Pochi anni più tardi quindi, la Commissione decise di adottare un testo che fosse normativo, la Convenzione per l’Eliminazione di tutte le Forme di Discriminazione contro le Donne (CEDAW) che fu emanata nel 1979 e che entrò in vigore solo nel 1981 dopo la ratifica dei primi 20 Stati.
Negli stessi anni si assiste ad una progressiva attuazione di diverse iniziative internazionali in favore delle donne tra cui la convocazione della Prima Conferenza Mondiale delle Donne di Mexico City nel 1975 e la contemporanea proclamazione del successivo Decennio della Donna con un Piano d’Azione che prevedeva una seconda Conferenza mondiale a Copenaghen per il 1980. In quest’ultima occasione si decise poi di tenere una terza conferenza mondiale delle donne a Nairobi nel 1985 a conclusione del Decennio dedicato alla Donna da parte delle Nazioni Unite. Nel 1995 si tiene a Pechino la IV Conferenza delle Donne. Sulla base dei principi dettati dalla precedente Conferenza Mondiale sui Diritti Umani di Vienna (1993), in cui per la prima volta si parla espressamente di violenza contro le donne e se ne sottolinea lo stretto legame con la violazione dei diritti umani in quanto la violenza annulla o pregiudica il godimento di tali diritti e libertà da parte delle donne che la subiscono.
Nel corso del dibattito si dichiara inoltre che le pratiche tradizionali che violano i diritti delle donne devono, non solo essere proibite ma definitivamente eliminate, così come tutte le forme di violenza legate all’estremismo religioso ma non solo, anche queste espressamente indicate come tali per la prima volta.
Nel seguente follow-up di Pechino questi temi saranno ripresi e sviluppati nel documento finale in cui si riafferma che la violenza contro le donne, sia che si verifichi nella vita privata sia che si verifichi in quella pubblica, rientra nelle violazioni dei diritti umani e gli Stati hanno quindi l’obbligo di prevenire, indagare e punire tali atti nonché fornire tutta la protezione necessaria alle vittime. Gli stessi Stati s’impegnano a considerare tutte le forme di violenza perpetrate a danno delle donne e delle bambine quali atti penali e come tali punibili, compresa qualsiasi forma di discriminazione, concepita anch’essa quindi quale forma di violenza.
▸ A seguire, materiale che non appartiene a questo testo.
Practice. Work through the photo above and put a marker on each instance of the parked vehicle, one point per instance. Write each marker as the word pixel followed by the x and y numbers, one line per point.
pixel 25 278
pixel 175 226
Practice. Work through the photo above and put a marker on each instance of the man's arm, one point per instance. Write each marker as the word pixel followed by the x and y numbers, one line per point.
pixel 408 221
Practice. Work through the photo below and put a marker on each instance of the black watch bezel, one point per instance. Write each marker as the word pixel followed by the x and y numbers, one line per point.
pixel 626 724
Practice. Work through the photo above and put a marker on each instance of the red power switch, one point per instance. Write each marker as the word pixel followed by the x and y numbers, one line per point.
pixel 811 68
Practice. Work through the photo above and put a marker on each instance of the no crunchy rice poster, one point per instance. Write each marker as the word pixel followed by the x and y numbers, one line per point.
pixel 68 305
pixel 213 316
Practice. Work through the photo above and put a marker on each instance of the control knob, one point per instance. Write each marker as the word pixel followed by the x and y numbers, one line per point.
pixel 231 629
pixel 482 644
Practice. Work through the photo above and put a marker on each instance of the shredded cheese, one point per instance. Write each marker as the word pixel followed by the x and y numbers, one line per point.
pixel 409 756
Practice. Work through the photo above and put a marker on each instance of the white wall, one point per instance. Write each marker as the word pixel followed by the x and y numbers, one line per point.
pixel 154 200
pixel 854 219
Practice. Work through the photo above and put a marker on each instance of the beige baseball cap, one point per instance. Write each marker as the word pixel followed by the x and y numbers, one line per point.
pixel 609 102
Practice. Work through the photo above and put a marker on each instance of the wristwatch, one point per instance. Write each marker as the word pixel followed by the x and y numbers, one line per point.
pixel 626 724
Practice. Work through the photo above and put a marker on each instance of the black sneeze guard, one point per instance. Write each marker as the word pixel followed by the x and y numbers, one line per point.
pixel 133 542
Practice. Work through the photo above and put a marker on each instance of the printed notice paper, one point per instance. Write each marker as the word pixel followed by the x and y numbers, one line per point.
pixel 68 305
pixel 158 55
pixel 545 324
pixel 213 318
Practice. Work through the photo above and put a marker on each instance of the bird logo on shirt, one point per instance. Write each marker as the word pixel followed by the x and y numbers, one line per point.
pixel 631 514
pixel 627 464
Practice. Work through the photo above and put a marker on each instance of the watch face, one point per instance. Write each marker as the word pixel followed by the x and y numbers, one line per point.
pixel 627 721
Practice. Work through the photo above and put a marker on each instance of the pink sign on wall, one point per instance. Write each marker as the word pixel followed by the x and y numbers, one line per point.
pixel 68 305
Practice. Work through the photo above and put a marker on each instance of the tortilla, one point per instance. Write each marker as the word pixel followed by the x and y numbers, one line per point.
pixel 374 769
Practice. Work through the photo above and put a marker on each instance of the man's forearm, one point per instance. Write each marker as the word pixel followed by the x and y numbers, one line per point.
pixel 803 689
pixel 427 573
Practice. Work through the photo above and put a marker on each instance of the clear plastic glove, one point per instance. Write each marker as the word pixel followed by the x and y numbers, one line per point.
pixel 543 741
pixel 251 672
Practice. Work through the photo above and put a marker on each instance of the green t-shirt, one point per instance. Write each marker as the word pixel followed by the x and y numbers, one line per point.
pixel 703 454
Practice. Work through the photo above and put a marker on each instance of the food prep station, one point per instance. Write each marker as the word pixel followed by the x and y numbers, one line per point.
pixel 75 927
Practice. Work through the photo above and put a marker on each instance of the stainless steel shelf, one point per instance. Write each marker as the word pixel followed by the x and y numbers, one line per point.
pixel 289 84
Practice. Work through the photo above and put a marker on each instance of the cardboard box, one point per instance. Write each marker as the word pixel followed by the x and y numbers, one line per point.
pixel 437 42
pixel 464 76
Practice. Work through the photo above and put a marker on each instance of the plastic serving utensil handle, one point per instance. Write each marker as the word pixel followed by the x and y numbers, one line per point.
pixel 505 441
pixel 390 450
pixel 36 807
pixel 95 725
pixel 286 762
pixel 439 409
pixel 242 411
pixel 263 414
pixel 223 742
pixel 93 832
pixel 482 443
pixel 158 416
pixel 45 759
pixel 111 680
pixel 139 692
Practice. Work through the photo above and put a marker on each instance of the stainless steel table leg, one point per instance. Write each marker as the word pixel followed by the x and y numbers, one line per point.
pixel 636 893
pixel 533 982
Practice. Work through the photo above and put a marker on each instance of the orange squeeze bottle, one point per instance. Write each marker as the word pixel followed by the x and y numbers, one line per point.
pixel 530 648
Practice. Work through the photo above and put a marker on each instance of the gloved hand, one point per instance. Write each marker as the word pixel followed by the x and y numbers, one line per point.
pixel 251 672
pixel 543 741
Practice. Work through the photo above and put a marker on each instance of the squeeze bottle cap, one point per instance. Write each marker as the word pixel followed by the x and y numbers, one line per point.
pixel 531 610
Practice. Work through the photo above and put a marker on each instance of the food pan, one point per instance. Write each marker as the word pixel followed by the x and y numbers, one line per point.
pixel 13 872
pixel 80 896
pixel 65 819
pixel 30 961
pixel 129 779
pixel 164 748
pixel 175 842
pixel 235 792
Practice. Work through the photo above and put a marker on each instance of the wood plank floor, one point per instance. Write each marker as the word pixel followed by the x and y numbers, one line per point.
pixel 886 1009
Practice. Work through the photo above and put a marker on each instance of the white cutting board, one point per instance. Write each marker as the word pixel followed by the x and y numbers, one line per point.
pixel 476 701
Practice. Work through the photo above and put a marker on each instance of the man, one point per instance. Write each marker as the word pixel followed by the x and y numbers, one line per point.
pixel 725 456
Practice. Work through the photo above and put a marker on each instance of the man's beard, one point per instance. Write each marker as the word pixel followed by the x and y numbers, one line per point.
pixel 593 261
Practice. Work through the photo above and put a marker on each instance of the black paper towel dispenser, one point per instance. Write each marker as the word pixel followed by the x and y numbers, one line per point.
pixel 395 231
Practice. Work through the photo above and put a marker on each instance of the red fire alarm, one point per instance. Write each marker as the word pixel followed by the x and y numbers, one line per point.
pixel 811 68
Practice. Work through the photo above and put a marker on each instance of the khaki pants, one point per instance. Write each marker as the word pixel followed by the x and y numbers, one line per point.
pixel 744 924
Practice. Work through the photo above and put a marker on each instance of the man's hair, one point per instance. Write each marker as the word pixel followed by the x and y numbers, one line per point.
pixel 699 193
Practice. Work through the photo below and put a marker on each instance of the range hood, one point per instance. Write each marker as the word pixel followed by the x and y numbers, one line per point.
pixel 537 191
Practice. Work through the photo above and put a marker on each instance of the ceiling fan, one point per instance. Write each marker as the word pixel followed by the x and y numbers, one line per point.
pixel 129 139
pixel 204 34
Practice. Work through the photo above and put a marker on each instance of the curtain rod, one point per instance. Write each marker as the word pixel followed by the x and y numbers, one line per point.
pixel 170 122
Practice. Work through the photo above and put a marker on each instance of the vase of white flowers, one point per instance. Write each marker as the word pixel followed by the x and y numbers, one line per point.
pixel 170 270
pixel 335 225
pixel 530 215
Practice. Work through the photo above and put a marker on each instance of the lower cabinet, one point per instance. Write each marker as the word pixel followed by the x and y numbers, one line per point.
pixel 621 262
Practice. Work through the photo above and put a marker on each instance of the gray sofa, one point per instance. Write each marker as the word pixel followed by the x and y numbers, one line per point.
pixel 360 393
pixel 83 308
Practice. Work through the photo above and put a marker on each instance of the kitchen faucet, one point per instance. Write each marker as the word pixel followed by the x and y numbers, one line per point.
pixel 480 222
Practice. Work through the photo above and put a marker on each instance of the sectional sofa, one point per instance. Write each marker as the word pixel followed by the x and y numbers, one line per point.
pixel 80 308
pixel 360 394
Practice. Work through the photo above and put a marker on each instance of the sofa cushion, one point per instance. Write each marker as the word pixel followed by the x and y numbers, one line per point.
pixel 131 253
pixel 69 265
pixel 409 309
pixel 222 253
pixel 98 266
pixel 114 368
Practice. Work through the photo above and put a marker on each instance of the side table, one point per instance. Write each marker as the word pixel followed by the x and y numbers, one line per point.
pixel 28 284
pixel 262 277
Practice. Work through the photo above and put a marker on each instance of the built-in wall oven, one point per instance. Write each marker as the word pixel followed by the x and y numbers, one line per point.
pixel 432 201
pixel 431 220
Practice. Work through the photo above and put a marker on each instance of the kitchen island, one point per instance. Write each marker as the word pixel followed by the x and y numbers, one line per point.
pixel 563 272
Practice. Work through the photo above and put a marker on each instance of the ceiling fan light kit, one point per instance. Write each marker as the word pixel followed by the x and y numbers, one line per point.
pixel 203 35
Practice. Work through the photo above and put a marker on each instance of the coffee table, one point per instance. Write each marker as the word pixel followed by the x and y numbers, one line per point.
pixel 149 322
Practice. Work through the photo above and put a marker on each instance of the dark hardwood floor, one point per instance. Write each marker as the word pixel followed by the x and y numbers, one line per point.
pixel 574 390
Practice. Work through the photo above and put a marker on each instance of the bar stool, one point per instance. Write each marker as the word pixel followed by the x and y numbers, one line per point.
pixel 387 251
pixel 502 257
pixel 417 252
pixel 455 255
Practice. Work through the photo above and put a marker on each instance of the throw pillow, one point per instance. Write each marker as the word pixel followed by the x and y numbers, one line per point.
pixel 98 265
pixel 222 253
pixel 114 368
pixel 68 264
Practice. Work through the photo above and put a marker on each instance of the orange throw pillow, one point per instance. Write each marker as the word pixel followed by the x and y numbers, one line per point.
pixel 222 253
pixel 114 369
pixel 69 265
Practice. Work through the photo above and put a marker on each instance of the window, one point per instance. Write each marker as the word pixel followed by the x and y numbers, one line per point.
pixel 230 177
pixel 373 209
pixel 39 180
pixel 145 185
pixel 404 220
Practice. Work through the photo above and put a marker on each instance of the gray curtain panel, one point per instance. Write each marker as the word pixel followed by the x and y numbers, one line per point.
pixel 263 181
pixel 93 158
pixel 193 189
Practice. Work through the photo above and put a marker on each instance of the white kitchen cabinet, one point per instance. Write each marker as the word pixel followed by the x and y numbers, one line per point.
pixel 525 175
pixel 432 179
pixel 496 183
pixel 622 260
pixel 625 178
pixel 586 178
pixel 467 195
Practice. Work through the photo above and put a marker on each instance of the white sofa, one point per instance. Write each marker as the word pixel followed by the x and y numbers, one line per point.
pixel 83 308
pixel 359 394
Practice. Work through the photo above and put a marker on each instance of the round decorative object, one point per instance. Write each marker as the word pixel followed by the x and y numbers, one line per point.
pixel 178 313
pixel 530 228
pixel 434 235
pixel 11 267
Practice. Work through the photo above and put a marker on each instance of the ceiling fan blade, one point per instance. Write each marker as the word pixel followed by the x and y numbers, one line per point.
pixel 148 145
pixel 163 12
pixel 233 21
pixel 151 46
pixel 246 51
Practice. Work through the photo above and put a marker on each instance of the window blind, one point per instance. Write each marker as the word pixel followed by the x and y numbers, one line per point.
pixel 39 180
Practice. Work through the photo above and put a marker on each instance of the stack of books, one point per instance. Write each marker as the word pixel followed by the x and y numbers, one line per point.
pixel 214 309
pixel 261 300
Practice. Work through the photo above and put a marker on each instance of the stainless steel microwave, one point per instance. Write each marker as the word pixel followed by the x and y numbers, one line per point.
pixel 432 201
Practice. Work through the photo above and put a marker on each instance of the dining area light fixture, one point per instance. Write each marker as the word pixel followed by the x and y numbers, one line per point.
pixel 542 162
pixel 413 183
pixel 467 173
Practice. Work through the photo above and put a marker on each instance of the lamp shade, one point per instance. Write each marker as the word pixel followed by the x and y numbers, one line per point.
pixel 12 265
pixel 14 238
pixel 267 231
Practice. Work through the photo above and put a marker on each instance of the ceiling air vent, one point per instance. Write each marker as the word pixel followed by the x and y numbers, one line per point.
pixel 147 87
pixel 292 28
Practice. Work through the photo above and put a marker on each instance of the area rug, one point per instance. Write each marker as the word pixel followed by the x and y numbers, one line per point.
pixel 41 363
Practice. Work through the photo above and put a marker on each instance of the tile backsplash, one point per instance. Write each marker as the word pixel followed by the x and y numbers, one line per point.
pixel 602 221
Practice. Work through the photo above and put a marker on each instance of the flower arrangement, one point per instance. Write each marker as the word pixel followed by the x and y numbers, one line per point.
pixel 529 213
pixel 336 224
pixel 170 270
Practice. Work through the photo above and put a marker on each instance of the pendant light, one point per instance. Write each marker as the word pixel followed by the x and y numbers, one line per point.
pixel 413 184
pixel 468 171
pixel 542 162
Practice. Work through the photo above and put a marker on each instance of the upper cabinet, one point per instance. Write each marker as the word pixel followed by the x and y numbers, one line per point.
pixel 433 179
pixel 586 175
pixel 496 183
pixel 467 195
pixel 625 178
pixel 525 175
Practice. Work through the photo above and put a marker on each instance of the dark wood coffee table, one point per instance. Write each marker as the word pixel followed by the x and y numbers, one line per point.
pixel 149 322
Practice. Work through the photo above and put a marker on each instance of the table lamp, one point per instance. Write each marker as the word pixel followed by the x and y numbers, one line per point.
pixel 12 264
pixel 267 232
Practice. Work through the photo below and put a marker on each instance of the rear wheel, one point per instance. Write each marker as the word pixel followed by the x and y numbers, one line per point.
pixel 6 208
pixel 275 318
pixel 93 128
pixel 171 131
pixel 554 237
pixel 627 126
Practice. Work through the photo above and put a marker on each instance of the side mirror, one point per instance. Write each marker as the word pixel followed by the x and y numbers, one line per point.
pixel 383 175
Vengono anche riconosciuti come tali, per la prima volta, delitti orribili, e come tali da perseguire, i così detti delitti “d’onore”, quelli passionali e le deturpazioni fisiche causate con l’acido.
Ma la Piattaforma di Pechino rileva, e mette in evidenza, anche un altro fattore estremamente importante: l’ inesistenza di dati e ricerche che indaghino sul fenomeno della violenza contro le donne ed invita, quindi, allo studio ed alla diffusione di ricerche indirizzate ad analizzare le diverse forme di violenza, in modo particolare quella domestica, così da poter conoscere e soprattutto contrastare questo fenomeno con programmi di intervento specifici.